- Udinoor Location in Kerala, India Udinoor Udinoor (India)
- Coordinates: 12°15′0″N 75°7′0″E﻿ / ﻿12.25000°N 75.11667°E
- Country: India
- State: Kerala
- District: Kasaragod

Population (2011)
- • Total: 11,401

Languages
- • Official: Malayalam, English, Kannadam
- Time zone: UTC+5:30 (IST)
- Vehicle registration: KL-60

= Udinoor =

 Udinoor is a village in Kasaragod district in the state of Kerala, India.

==Etymology==
The name Udinoor is derived from the name of Udayanan, who was one among the Kolathiris. Udinoor is a part of Allada Swaroopam.

==Temples==
The famous Kshetrapalaka temple, Udinnor Koolom, is situated in the central part of Udinoor.
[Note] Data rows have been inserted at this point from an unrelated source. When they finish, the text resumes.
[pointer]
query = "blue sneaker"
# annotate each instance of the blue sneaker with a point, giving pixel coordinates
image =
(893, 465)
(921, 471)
Lord Kshetrapalaka is considered the landlord of the village. Pattutsavam and Arayalin Kleezhil Ottakolam are the main festivals, occurring yearly in this village.

==Education==
The main educational institution in Udinoor are Udinoor Central AUPS and GHSS Udinoor.

==Festivals==
Kinathil Arayalin Keezhil Ottakkolam is famous for the number of people participating. This festival is followed by fireworks. Kinathil is treated as the cultural capital of Udinoor because of the famous Jwala theaters and Samskarika Samithi Vayanasala.

==Demographics==
As of the 2011 Indian census, Udinoor had a population of 11401 with 5309 males and 6092 females.

==Transportation==
Local roads have access to NH.66, which connects to Mangalore in the north and Calicut in the south. The nearest railway station is Cheruvathur on the Mangalore-Palakkad line. There are airports at Mangalore and Calicut.